Sinha et al. conducted three reviews and meta-analysis to assess the association of AIT and other sound therapies for adults or children with ASD [7–9]. However, in those results, they concluded that there is not sufficient evidence to support AIT use. At present, there are more and more related RCTs about AIT treatment for children with ASD in China. Nonetheless, for the treatment of AIT, there existed marked disparities among studies owing to the variable research designs and limited sample sizes. Accordingly, we performed a meta-analysis to estimate the effect of AIT treatment for children with ASD in Chinese.
Method and materials
Study design
We performed the present meta-analysis adhering to the Preferred Reporting Items for Systematic Reviews and Meta-Analyses (PRISMA) statements [10].
Identification and selection of studies
We conducted a broad search of four databases, including PubMed, CENTRAL, EMBASE, WanFang, CNKI, and SinoMed databases, to identify relevant studies up to December 31, 2017. The following Mesh terms were used: “auditory integration training” OR “auditory therapy” AND “autism” OR “autistic children” OR “autism spectrum disorder” AND “Chinese”. Additional references were searched through manual searches of the reference lists and specialist journals. No language restrictions were applied.

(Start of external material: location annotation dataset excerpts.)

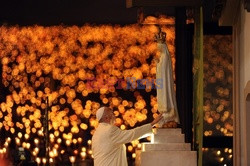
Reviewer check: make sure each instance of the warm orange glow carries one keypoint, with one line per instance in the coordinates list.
(69, 65)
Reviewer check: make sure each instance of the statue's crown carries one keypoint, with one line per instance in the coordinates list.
(161, 36)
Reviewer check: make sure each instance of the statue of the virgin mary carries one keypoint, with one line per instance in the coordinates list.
(166, 98)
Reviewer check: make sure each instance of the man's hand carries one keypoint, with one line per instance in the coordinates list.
(157, 119)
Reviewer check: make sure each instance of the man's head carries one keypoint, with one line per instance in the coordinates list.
(105, 114)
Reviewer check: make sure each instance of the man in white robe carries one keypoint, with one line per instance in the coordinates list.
(108, 140)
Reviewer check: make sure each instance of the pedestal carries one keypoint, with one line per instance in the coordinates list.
(167, 148)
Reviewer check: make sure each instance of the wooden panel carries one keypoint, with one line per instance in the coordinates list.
(157, 3)
(229, 13)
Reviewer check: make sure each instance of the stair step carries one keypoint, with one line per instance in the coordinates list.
(163, 158)
(167, 131)
(166, 147)
(156, 138)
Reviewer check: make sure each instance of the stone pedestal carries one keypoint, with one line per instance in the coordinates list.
(167, 148)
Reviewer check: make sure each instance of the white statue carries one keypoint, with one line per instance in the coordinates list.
(166, 98)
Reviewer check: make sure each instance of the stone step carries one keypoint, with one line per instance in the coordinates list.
(155, 138)
(166, 147)
(167, 131)
(163, 158)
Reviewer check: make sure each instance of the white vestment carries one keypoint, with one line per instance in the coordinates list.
(166, 99)
(108, 143)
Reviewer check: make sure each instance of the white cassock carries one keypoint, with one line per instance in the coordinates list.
(166, 99)
(108, 143)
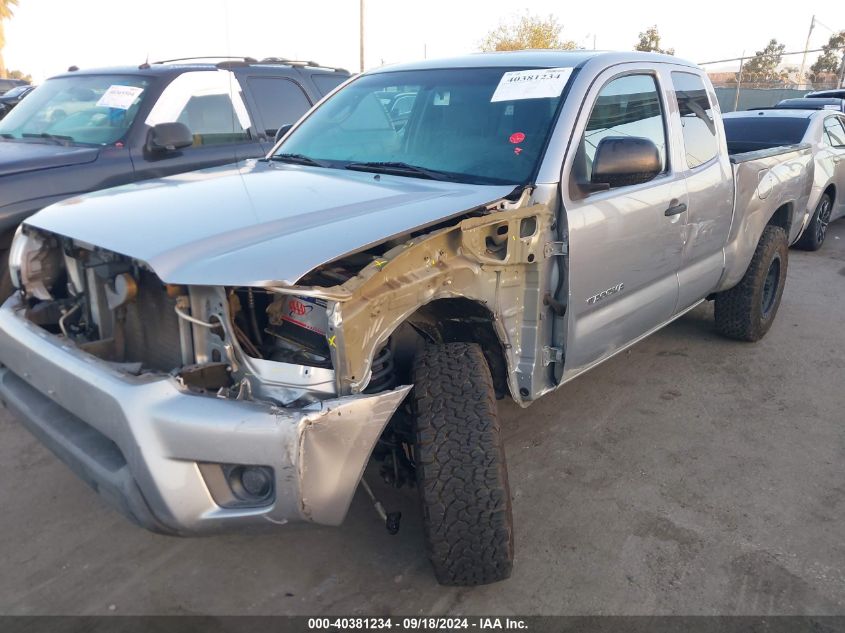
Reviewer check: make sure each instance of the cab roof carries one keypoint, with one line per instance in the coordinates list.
(178, 66)
(774, 113)
(539, 58)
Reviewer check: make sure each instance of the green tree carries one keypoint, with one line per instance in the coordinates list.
(526, 31)
(830, 61)
(650, 42)
(5, 14)
(763, 67)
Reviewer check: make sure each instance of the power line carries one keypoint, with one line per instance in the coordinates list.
(738, 59)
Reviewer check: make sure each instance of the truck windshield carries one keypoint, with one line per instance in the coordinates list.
(85, 109)
(450, 124)
(750, 133)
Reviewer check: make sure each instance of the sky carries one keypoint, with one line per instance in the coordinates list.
(47, 36)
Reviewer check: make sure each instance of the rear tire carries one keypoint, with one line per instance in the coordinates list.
(747, 311)
(460, 464)
(813, 236)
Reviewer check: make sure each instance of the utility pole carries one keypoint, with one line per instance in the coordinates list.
(842, 72)
(806, 47)
(361, 35)
(739, 81)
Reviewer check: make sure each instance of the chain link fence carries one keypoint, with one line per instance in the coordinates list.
(794, 78)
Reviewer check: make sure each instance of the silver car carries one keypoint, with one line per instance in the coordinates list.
(230, 347)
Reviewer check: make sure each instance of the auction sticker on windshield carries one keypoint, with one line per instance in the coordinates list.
(531, 84)
(121, 97)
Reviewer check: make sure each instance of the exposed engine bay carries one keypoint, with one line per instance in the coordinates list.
(348, 326)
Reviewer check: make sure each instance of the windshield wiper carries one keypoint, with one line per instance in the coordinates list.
(400, 169)
(57, 138)
(298, 159)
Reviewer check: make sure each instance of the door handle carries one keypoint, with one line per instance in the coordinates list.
(675, 210)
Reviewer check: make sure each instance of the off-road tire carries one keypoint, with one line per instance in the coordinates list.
(740, 312)
(813, 236)
(460, 463)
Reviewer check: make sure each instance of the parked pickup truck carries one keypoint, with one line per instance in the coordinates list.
(90, 129)
(230, 347)
(824, 132)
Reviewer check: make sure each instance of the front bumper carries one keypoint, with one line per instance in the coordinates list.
(139, 441)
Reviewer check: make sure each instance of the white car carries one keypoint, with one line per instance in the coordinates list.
(824, 130)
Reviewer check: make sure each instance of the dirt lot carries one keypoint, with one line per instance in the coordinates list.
(688, 475)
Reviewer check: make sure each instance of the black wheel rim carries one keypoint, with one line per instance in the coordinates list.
(770, 287)
(823, 219)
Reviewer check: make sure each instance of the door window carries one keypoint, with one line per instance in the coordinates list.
(697, 122)
(834, 133)
(209, 103)
(627, 106)
(279, 101)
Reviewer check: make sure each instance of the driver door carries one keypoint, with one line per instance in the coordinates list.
(625, 243)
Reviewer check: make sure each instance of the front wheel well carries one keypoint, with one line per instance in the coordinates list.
(454, 320)
(831, 191)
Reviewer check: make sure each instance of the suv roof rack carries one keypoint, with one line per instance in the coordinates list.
(301, 63)
(248, 60)
(229, 61)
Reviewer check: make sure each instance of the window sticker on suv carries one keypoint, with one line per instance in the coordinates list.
(531, 84)
(120, 97)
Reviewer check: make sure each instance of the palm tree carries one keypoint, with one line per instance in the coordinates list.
(5, 14)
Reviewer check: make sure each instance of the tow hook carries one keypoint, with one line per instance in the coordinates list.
(391, 519)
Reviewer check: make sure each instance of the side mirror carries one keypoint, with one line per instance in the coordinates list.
(282, 131)
(168, 137)
(624, 160)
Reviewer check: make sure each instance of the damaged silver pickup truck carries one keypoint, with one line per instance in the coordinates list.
(231, 347)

To be eligible for inclusion in our study, publications had to meet all the following criteria: (1) study conducted with randomized controlled trials (RCTs); (2) reported the studies on Chinese children; (3) children with ASD are diagnosed using diagnostic manual of mental disorders (4th edn) (DSM-IV) [11] and international classification of diseases-10th (ICD-10) [12] or diagnosed using a standard diagnostic instrument; (4) AIT group was accepted additionally with AIT based on the treatment of the control group; (5) patients with ASD were Chinese children only; (6) reported outcomes of interest (i.e. childhood autism rating scale (CARS), autism behavior checklist (ABC), intelligence quotient (IQ), and autism treatment evaluation checklist (ATEC)); (7) availability of mean and standard deviation (SD) of scores about CARS, ABC, IQ, or ATEC.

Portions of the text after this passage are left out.